Exploring and Controlling Diversity in LLM-Agent Conversation
KuanChao Chu, Yi-Pei Chen, Hideki Nakayama
TL;DR
This paper addresses controlling dialogue diversity in LLM-based multi-agent simulations by introducing Adaptive Prompt Pruning (APP), a removal-based method that modulates prompt content through a single knob $\lambda$ based on attention-derived unit scores.
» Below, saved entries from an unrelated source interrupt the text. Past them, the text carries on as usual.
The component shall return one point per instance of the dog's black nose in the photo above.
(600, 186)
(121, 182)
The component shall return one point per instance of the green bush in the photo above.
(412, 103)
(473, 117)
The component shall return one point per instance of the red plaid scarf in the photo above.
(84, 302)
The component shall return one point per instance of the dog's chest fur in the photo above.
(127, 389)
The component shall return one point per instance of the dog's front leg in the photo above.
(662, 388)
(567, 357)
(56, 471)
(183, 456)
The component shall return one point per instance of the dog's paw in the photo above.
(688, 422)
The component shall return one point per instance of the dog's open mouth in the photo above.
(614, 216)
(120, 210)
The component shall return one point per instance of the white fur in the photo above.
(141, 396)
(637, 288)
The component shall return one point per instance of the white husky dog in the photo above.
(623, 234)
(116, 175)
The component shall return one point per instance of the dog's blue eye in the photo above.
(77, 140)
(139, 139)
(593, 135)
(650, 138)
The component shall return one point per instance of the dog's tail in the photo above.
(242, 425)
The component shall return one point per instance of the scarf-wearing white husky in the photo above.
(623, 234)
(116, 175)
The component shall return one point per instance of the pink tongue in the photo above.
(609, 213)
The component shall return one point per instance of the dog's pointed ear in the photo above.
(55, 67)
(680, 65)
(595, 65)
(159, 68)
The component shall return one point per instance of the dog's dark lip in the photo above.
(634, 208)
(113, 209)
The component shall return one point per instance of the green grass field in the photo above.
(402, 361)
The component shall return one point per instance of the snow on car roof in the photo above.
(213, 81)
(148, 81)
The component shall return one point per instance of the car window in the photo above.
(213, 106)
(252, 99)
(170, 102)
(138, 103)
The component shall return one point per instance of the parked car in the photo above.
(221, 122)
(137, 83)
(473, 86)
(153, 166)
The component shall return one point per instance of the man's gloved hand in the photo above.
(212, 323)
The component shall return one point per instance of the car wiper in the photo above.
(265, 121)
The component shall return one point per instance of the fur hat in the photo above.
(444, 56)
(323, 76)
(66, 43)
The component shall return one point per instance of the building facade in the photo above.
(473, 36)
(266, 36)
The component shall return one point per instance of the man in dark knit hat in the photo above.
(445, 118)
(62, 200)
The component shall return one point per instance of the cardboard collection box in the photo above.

It reveals that prompt components—especially Memory—strongly constrain diversity and that high-attention content tends to suppress variation; APP can be combined with existing diversity techniques and a post-generation revision step to balance diversity with fidelity. Extensive experiments on GA and HA datasets with LLaMA-based backbones demonstrate that APP effectively increases diversity across settings, while the revision process reduces inconsistencies introduced by pruning. The work also highlights how prompt structure, block order, and parametric knowledge interact to shape diversity, offering practical guidance for constructing flexible, robust multi-agent simulations.
Abstract
Controlling diversity in LLM-agent simulations is essential for balancing stability in structured tasks with variability in open-ended interactions. However, we observe that dialogue diversity tends to degrade over long-term simulations. To explore the role of prompt design in this phenomenon, we modularized the utterance generation prompt and found that reducing contextual information leads to more diverse outputs. Based on this insight, we propose Adaptive Prompt Pruning (APP), a novel method that allows users to control diversity via a single parameter, lambda. APP dynamically prunes prompt segments based on attention scores and is compatible with existing diversity control methods. We demonstrate that APP effectively modulates diversity through extensive experiments and propose a method to balance the control trade-offs. Our analysis reveals that all prompt components impose constraints on diversity, with the Memory being the most influential. Additionally, high-attention contents consistently suppress output diversity.